Some on Capitol Hill applaud the move. Among those agreeing the president is Republican Senator Lindsey Graham.
“I think it was one of the worst deals I have ever seen, and President Trump has every right to change it or tear it up,” Graham said.
America’s closest allies are urging caution. Speaking Friday at the Center for Strategic and International studies in Washington, French Armed Forces Minister Florence Parly said she saw no alternative.
"We need the JCPOA,” she said, referring to the Iran deal by its formal name – the Joint Comprehensive Plan of Action. “Scrapping it would be a gift to Iran's hardliners and a first step towards future wars.”
That argument is echoed by prominent Democrats in Congress.
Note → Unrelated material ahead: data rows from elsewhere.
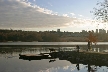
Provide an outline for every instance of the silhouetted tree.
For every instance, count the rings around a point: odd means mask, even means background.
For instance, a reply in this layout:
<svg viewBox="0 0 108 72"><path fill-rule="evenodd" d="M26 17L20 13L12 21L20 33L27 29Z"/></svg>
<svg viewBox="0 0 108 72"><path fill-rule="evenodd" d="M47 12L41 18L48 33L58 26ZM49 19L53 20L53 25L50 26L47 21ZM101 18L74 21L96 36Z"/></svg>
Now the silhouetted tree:
<svg viewBox="0 0 108 72"><path fill-rule="evenodd" d="M94 11L91 11L95 16L95 19L102 22L108 22L108 0L98 2L97 5L99 7L94 8Z"/></svg>

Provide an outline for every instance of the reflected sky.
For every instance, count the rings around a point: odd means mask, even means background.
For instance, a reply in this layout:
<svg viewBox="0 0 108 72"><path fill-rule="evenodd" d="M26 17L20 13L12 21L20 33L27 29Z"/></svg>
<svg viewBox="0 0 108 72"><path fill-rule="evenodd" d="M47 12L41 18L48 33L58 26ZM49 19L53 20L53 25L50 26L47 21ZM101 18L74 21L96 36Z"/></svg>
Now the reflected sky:
<svg viewBox="0 0 108 72"><path fill-rule="evenodd" d="M49 62L51 59L31 61L19 59L19 54L49 53L48 48L51 47L0 48L0 72L108 72L106 66L73 64L59 58L53 62Z"/></svg>

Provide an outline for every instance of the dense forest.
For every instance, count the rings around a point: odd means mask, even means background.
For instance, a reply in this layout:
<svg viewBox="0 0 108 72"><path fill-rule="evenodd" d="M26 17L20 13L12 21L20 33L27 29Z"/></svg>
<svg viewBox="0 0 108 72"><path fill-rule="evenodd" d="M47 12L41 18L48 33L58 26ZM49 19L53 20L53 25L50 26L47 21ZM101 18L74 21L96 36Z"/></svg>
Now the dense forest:
<svg viewBox="0 0 108 72"><path fill-rule="evenodd" d="M22 31L22 30L3 30L0 29L0 42L23 41L23 42L57 42L58 34L50 32Z"/></svg>

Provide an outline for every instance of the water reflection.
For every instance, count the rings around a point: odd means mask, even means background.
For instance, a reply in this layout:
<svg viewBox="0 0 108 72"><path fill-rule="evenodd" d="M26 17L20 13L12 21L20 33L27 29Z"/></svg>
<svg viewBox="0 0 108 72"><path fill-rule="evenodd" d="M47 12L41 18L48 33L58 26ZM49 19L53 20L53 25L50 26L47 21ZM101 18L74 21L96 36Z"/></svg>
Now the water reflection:
<svg viewBox="0 0 108 72"><path fill-rule="evenodd" d="M49 48L55 48L57 51L50 52ZM12 72L15 71L16 68L19 72L107 72L107 58L98 55L86 55L84 57L83 54L72 52L74 46L72 49L70 48L71 47L0 48L0 72ZM99 50L101 52L107 49L98 48L99 47L97 47L95 51ZM85 48L82 47L81 49ZM41 55L38 58L21 57L19 54L45 54L46 56ZM6 69L5 67L9 68Z"/></svg>

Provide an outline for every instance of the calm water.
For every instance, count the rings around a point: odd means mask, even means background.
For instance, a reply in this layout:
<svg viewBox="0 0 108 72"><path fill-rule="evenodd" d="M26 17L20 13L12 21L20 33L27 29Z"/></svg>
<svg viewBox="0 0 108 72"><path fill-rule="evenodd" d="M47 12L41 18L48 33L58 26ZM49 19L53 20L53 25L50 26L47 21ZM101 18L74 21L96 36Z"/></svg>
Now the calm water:
<svg viewBox="0 0 108 72"><path fill-rule="evenodd" d="M60 43L61 44L61 43ZM77 44L75 44L77 45ZM60 58L41 59L41 60L24 60L19 54L40 54L49 53L49 48L60 49L61 51L72 51L72 47L57 46L20 46L20 47L0 47L0 72L108 72L108 67L95 66L88 64L76 64L69 60ZM79 44L80 45L80 44ZM80 45L81 49L86 50L86 45ZM102 52L108 49L108 45L94 45L94 51ZM52 60L52 61L51 61ZM90 69L89 69L90 67Z"/></svg>

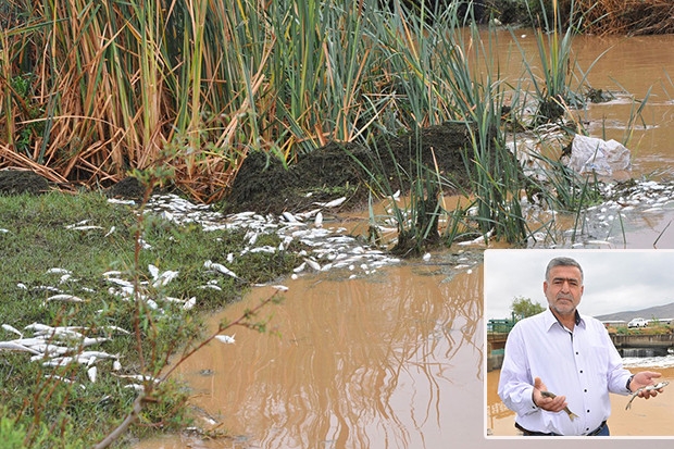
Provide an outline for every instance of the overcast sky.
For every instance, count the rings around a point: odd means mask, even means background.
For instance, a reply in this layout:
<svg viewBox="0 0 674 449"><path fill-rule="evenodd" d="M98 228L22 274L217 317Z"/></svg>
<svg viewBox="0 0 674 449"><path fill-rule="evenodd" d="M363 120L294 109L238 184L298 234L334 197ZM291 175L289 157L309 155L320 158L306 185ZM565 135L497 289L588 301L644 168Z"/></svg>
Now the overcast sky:
<svg viewBox="0 0 674 449"><path fill-rule="evenodd" d="M485 317L510 317L516 297L547 308L542 282L548 262L558 255L573 258L583 266L585 292L578 305L583 314L674 302L674 250L492 249L485 252Z"/></svg>

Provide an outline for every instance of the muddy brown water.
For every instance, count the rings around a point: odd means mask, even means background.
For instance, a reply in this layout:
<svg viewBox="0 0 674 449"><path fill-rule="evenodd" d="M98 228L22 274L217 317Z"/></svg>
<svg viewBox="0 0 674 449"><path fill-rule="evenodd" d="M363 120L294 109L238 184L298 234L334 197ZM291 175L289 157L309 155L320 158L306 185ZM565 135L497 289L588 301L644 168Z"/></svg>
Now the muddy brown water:
<svg viewBox="0 0 674 449"><path fill-rule="evenodd" d="M516 35L535 54L531 34ZM516 76L520 57L509 39L499 36L501 59L510 61L501 72ZM582 37L574 45L584 70L610 49L590 71L592 87L626 90L637 99L651 89L646 126L635 128L627 145L634 177L672 178L673 45L674 36ZM591 105L586 115L591 135L624 140L633 108L638 105L625 96ZM667 210L632 217L622 247L652 248L658 240L658 248L674 248L672 220ZM357 279L328 272L288 280L284 303L269 309L279 337L234 329L234 345L212 342L176 373L194 389L196 424L226 431L230 438L170 435L135 448L538 447L540 441L485 438L487 427L502 428L503 435L512 429L508 411L499 409L485 383L496 374L483 371L483 270L478 264L452 276L442 260L434 254L428 263L409 261ZM255 289L213 323L271 291ZM498 422L499 413L506 421ZM639 420L640 435L667 435L661 427L674 422L671 408L661 411L669 420L664 424L640 409L634 413L616 420L615 435L633 435L626 428L632 416ZM635 441L591 444L620 448ZM670 444L648 440L649 447Z"/></svg>

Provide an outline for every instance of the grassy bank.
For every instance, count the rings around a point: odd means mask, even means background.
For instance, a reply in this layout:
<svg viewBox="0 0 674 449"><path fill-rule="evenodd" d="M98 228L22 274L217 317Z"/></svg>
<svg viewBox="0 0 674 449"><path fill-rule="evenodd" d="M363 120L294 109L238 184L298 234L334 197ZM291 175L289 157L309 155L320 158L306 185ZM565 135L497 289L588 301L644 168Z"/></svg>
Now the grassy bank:
<svg viewBox="0 0 674 449"><path fill-rule="evenodd" d="M299 264L290 250L250 252L227 263L246 280L217 275L204 261L238 254L245 230L204 232L137 213L98 192L0 196L0 341L52 329L47 356L0 350L3 448L92 447L133 410L140 386L142 411L129 435L185 424L179 385L134 376L159 377L170 356L175 363L205 338L204 312ZM279 240L261 235L258 245ZM247 322L264 327L252 314ZM87 360L53 363L63 360L59 347Z"/></svg>

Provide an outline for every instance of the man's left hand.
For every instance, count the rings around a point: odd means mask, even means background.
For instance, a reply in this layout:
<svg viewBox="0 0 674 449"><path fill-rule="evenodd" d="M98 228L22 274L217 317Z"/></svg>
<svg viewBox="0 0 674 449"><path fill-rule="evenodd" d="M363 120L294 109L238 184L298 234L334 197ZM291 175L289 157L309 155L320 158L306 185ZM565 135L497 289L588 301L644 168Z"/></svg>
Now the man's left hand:
<svg viewBox="0 0 674 449"><path fill-rule="evenodd" d="M641 371L634 375L634 378L629 383L629 389L632 391L636 391L639 388L648 387L649 385L654 385L658 377L662 376L660 373L653 373L651 371ZM648 399L651 396L658 396L658 392L662 392L662 388L659 390L641 390L639 391L639 398Z"/></svg>

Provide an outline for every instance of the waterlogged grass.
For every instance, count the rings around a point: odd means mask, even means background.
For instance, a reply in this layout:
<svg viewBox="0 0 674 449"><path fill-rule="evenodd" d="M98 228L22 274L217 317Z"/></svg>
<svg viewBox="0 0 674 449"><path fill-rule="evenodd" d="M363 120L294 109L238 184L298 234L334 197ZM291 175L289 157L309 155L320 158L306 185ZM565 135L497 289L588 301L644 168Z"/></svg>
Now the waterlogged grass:
<svg viewBox="0 0 674 449"><path fill-rule="evenodd" d="M204 261L224 262L228 253L238 254L244 233L179 227L146 214L141 234L150 247L139 251L136 269L137 210L109 203L97 192L0 197L0 323L23 332L24 337L32 336L24 328L33 323L84 326L89 330L83 333L89 337L109 338L86 349L118 354L122 365L114 370L112 359L97 361L92 383L86 364L43 366L40 360L29 361L30 353L0 351L0 440L14 441L12 447L17 448L93 446L122 421L138 396L121 376L159 375L168 356L194 347L203 337L204 312L237 300L249 283L269 282L299 264L290 251L249 253L227 264L241 279L221 276L221 290L204 289L202 286L213 279ZM95 227L76 229L75 224ZM260 236L258 241L278 244L274 235ZM143 283L152 279L150 264L160 272L179 272L164 287L143 289L159 309L143 303L137 310L135 301L110 291L103 273L116 271L117 277L129 280L137 275ZM84 301L48 301L57 294L54 289ZM196 297L197 302L185 310L180 302L163 301L166 297ZM110 330L111 326L128 334ZM15 338L18 336L9 327L0 328L0 341ZM152 400L143 402L139 425L132 432L139 435L184 424L185 400L186 391L179 385L160 384Z"/></svg>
Among the deal’s supporters is Senator Tim Kaine.
“If you weaken diplomacy, you raise the risk of unnecessary war, and that’s what this president is doing.… If we take a step back from the deal, Iran will take a step back. And what will they ask for, that they get to now increase centrifuges or get some of their enriched uranium back? I do not want to give Iran one thing back from this deal,” said Kaine.
Iran says it is adhering to the nuclear pact, at least for now. But that is not good enough for some Republicans.
“Under the deal, after the passage of 15 years, the Iranians can enrich and reprocess [uranium], no matter how they are behaving,” Senator Graham said.
Defenders of the accord note that Congress already provided tools to punish Tehran for behavior not covered by the nuclear accord.
“We have given the power to the president to impose more sanctions on Iran for bellicose behavior, for activities in other countries, for violations of human rights, for violating U.N. Security Council resolutions on their missile program,” Senator Kaine said. “The president should use the sanctions power we just gave him.”
Under former president Barack Obama, the United States committed to the nuclear accord as an executive agreement that can be revoked, not as a formal treaty binding future administrations. For many Republicans, pulling out would be an appropriate use of President Trump’s authority. According to many Democrats, it would be a dangerous mistake.